Marques Hollie, 32, has created a Passover performance piece called “Go Down Moshe” at the intersection of what he describes as “the shared otherness of American Jews and people of color.” I recently caught up with Marques to hear more about this project and his Jewish journey.
ReformJudaism.org: What was your earliest experience with religion?
Marques Hollie: I was raised primarily in Bellevue, NE, which is not exactly teeming with diversity. We didn’t talk about religion in our home, but my parents considered going to a Black church. When I came out as both queer and atheist at the age of 12, we started going to a Pentecostal mega-church, where people “caught the spirit” regularly, spoke in tongues, and fainted on the floor. I think my parents’ idea was, if they could solve the atheism, I wouldn’t be queer, either.
I fell in with that crowd until the age of 19 or 20, when I had this epiphany during a service: “Wow, I don’t believe in any of this.” So I got up and left, which set off an existential spiritual crisis.
How did you get back on track spiritually?
My questioning led to my looking into Kabbalah, popularized at the time by Madonna. Rabbi David Cooper’s book God Is a Verb really resonated with me. I started doing some of the meditations and practices in the book, and they felt so right.
What was your first significant encounter with a Jewish person?
While still living in Nebraska, I attended my first pride parade and met a gay Jew. I asked him a lot of questions, and he told me how welcome he felt in his Reform community. So I went to temple with him one day, and even though the liturgy was very foreign to me and I didn’t get the significance of anything, just being in that sacred space gave me a sense that my spirit had come home.
I read and reread Anita Diamant’s Choosing a Jewish Life, which made me think about what choosing a Jewish path really meant – the things you have to learn, to experience, to try.
You’ve described attending a 2014 Passover seder as having been “really powerful.” How so?
We were using a haggadah that looked at the Passover text through a human trafficking lens. Until that point, I had known about new interpretations of ancient texts in Judaism, but that was my first real reckoning with the tradition’s malleability. And when we sang “Go Down Moses” at some point of the seder, I started thinking about the legacy Jews and Blacks shared of slavery, deliverance, and redemption.

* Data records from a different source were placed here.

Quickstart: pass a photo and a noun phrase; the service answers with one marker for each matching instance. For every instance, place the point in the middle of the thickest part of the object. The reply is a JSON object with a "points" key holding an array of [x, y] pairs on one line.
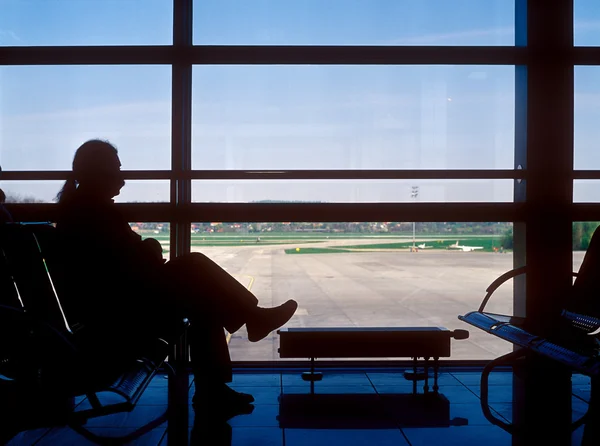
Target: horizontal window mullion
{"points": [[360, 55], [37, 175], [435, 174], [335, 212], [586, 174], [586, 212], [278, 212], [91, 55], [586, 55], [240, 54], [354, 174]]}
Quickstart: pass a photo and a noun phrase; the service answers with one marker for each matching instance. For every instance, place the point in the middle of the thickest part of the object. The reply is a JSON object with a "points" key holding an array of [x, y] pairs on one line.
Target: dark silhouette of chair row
{"points": [[43, 360], [570, 345]]}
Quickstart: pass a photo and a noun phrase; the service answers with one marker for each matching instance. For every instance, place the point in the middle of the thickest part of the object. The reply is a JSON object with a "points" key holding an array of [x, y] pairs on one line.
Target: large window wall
{"points": [[393, 123]]}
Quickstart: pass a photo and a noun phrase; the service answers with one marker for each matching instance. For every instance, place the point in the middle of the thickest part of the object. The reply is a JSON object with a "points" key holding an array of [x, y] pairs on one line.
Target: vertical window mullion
{"points": [[181, 124]]}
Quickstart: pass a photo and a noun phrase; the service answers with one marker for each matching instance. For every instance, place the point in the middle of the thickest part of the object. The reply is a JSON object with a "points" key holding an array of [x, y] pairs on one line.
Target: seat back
{"points": [[26, 266]]}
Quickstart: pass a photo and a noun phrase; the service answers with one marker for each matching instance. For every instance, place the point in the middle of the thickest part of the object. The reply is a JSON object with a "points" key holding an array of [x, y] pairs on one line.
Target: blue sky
{"points": [[281, 117]]}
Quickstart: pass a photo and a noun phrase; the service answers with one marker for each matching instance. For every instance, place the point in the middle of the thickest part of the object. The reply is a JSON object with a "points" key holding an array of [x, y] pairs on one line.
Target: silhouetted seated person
{"points": [[5, 216], [123, 294], [586, 287]]}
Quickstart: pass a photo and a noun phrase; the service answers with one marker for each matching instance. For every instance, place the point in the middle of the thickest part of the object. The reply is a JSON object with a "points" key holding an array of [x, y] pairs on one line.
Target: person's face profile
{"points": [[110, 176]]}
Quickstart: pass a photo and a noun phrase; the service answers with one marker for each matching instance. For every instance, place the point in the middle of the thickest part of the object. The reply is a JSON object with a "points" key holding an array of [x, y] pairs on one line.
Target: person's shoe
{"points": [[264, 320]]}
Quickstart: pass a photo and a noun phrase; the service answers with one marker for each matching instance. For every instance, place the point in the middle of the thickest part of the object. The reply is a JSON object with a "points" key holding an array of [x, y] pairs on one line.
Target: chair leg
{"points": [[177, 429]]}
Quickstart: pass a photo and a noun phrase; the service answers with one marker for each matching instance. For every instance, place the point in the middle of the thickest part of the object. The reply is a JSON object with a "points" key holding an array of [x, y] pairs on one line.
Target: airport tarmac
{"points": [[384, 288]]}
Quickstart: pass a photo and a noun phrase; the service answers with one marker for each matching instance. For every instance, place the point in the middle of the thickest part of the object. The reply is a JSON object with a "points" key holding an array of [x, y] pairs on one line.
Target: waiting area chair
{"points": [[43, 357]]}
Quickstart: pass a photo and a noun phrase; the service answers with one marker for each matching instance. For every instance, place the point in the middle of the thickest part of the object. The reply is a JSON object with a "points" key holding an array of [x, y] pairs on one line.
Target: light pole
{"points": [[414, 194]]}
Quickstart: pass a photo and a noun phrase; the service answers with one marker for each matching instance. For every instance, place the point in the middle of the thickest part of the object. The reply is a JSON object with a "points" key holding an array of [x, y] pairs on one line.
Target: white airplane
{"points": [[463, 247]]}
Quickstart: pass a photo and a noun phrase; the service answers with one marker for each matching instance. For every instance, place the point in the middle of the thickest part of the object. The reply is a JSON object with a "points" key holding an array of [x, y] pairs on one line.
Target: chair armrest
{"points": [[500, 280]]}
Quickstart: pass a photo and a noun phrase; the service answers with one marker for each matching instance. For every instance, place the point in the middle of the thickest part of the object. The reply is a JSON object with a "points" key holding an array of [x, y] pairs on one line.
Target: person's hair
{"points": [[86, 160]]}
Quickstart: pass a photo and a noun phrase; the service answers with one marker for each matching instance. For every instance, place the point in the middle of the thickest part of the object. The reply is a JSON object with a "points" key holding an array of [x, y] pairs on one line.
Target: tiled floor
{"points": [[351, 407]]}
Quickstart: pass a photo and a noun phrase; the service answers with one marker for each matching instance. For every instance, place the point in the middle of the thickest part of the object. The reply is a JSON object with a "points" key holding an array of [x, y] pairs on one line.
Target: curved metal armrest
{"points": [[500, 280]]}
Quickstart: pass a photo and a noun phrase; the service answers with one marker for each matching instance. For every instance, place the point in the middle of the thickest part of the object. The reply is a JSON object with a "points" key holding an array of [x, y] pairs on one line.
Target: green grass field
{"points": [[380, 241]]}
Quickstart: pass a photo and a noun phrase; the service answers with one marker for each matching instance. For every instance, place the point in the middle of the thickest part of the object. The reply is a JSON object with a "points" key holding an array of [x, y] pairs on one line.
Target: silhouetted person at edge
{"points": [[5, 216], [123, 293]]}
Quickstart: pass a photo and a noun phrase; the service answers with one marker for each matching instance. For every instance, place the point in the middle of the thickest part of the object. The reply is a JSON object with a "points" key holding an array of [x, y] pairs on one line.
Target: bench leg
{"points": [[436, 368], [426, 367], [312, 376], [414, 375], [178, 389]]}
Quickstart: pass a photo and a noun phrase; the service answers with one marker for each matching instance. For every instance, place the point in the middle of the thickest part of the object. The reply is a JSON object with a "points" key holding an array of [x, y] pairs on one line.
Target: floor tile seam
{"points": [[42, 436], [580, 398]]}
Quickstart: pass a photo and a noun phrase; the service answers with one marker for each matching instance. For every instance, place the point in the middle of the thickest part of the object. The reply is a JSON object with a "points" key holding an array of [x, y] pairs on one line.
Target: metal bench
{"points": [[370, 342], [41, 353]]}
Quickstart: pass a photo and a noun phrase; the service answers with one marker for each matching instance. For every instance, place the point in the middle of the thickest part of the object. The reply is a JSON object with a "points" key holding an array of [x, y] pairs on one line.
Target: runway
{"points": [[384, 288]]}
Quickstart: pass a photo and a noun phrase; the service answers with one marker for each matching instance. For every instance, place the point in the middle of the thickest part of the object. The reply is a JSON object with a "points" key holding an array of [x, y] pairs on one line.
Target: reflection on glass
{"points": [[47, 112], [31, 191], [86, 22], [351, 191], [143, 191], [366, 274], [158, 231], [357, 22], [353, 117], [586, 27], [582, 235], [586, 191]]}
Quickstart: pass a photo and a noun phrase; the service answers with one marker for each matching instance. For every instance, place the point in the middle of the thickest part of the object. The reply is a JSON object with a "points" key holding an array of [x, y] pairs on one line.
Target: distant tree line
{"points": [[582, 234]]}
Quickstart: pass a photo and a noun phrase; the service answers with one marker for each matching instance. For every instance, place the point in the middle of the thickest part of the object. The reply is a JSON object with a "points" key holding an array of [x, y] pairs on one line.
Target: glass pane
{"points": [[355, 22], [365, 274], [352, 191], [45, 191], [89, 22], [587, 116], [353, 117], [159, 231], [586, 191], [586, 30], [31, 191], [46, 112]]}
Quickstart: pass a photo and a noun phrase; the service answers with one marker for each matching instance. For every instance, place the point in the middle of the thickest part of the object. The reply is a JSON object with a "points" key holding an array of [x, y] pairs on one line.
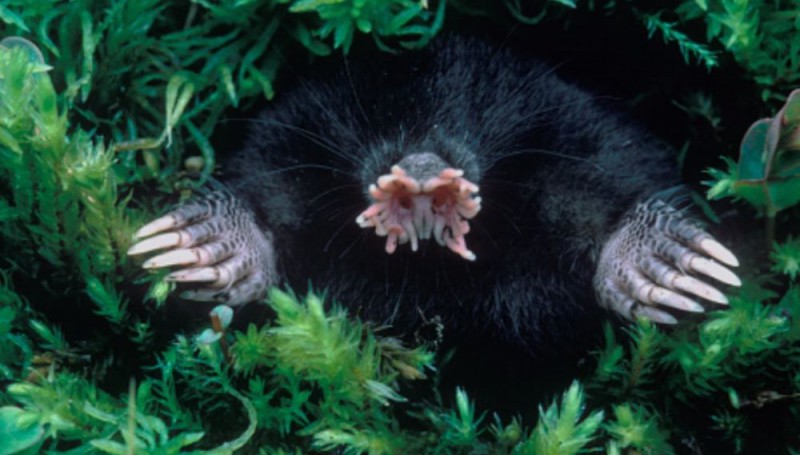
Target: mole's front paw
{"points": [[659, 259], [215, 242]]}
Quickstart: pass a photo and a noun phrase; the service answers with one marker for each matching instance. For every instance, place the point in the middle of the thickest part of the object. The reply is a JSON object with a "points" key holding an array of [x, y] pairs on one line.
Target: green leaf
{"points": [[11, 18], [108, 446], [752, 151], [17, 437]]}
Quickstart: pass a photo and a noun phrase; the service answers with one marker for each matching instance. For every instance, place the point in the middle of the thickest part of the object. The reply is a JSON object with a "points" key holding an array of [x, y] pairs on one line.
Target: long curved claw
{"points": [[712, 269], [216, 243], [715, 249], [646, 266], [165, 223], [159, 242]]}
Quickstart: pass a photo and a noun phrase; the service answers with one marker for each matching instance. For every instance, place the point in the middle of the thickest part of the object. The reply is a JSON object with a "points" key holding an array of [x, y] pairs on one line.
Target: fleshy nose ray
{"points": [[408, 209]]}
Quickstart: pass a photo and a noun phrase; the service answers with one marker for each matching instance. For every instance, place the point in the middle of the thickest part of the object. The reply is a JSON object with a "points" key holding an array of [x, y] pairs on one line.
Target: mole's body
{"points": [[526, 202]]}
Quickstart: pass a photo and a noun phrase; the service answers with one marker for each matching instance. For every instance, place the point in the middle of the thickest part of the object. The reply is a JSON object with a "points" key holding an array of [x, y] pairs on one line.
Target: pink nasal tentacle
{"points": [[406, 210]]}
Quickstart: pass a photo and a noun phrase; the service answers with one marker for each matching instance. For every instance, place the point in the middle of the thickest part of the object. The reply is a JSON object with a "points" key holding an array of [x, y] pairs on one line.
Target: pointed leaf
{"points": [[752, 151]]}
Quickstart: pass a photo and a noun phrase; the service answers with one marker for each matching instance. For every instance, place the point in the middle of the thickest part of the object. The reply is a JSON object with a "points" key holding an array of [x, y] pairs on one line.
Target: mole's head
{"points": [[422, 197]]}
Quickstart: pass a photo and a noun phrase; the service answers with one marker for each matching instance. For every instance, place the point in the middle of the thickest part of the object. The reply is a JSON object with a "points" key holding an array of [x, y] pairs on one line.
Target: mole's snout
{"points": [[422, 197]]}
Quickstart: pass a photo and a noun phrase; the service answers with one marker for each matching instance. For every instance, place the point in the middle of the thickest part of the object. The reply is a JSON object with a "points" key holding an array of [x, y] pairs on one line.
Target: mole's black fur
{"points": [[557, 171]]}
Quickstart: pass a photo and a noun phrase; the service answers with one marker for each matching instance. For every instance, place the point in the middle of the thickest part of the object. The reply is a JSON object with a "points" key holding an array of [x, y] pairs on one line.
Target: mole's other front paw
{"points": [[214, 242], [657, 259]]}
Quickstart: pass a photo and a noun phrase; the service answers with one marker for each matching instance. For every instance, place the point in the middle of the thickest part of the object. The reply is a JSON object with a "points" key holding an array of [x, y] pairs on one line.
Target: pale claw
{"points": [[715, 249], [156, 243], [644, 266], [162, 224], [712, 269], [219, 243]]}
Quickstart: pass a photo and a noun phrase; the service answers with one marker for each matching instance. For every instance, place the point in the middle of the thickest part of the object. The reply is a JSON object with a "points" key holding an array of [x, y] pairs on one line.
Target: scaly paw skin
{"points": [[658, 259], [214, 242]]}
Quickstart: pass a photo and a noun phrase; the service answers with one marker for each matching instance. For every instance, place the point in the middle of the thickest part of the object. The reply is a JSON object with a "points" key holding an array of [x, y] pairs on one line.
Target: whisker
{"points": [[307, 166], [317, 139], [334, 189], [549, 153]]}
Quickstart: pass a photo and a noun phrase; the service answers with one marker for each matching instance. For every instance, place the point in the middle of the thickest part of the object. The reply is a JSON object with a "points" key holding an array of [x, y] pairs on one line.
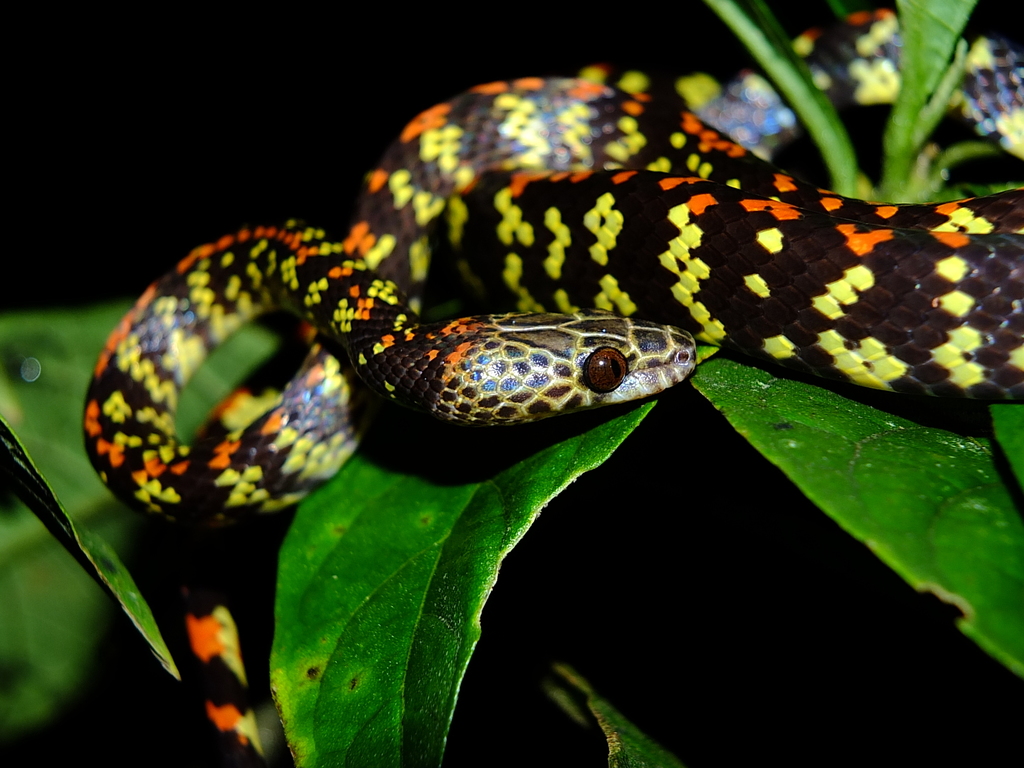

Is that when the idea of creating “Go Down Moshe” first came to mind?
Yes. I started asking people in my music and Jewish circles about the idea, and I got a lot of positive feedback. I decided to commit to it about two years later after attending the first National Convening of Jews of Color at Congregation Beit Simchat Torah in New York City. Anthony Russell, one of the panelists in a session called “What Is the Black Jewish Songbook,” encouraged me to create the piece, and that meant a lot coming from him.
Later that fall, I was accepted into the Union for Reform Judaism’s JewV’Nation Fellowship and received the practical guidance I needed on how to develop and market the project. The fellowship gave me the tools I need to think beyond the performance.
How would you describe the show?
It’s a one-man show – and that one man would be me – with piano and percussion accompaniment designed to be part of Passover programming at synagogues and other venues. My character’s journey is told from a first-person perspective, which is true to the commandment that each of us is obligated to see ourselves as though we personally came forth from Egypt. The narrative text is based on the words of actual slaves, and the music consists of Negro spirituals arranged by various composers.
What has your own Jewish journey taught you as a person of color?
I didn’t understand the fullness of my being a Black person in America until I found Judaism. I didn’t get into the work of racial justice until I found the depth of that Jewish ideal.
I remember attending a Jews for Racial and Economic Justice/Black Lives Matter action in Washington Square Park. We marched to the police precinct and there recited Mourner’s Kaddish for the victims of police brutality. There I was, a queer person of color, reciting this ancient Aramaic prayer for the dead.
Not only has Judaism given me a place to explore my multiple identities, it has allowed me to see that inhabiting those identities fully is critical to my spiritual and artistic life.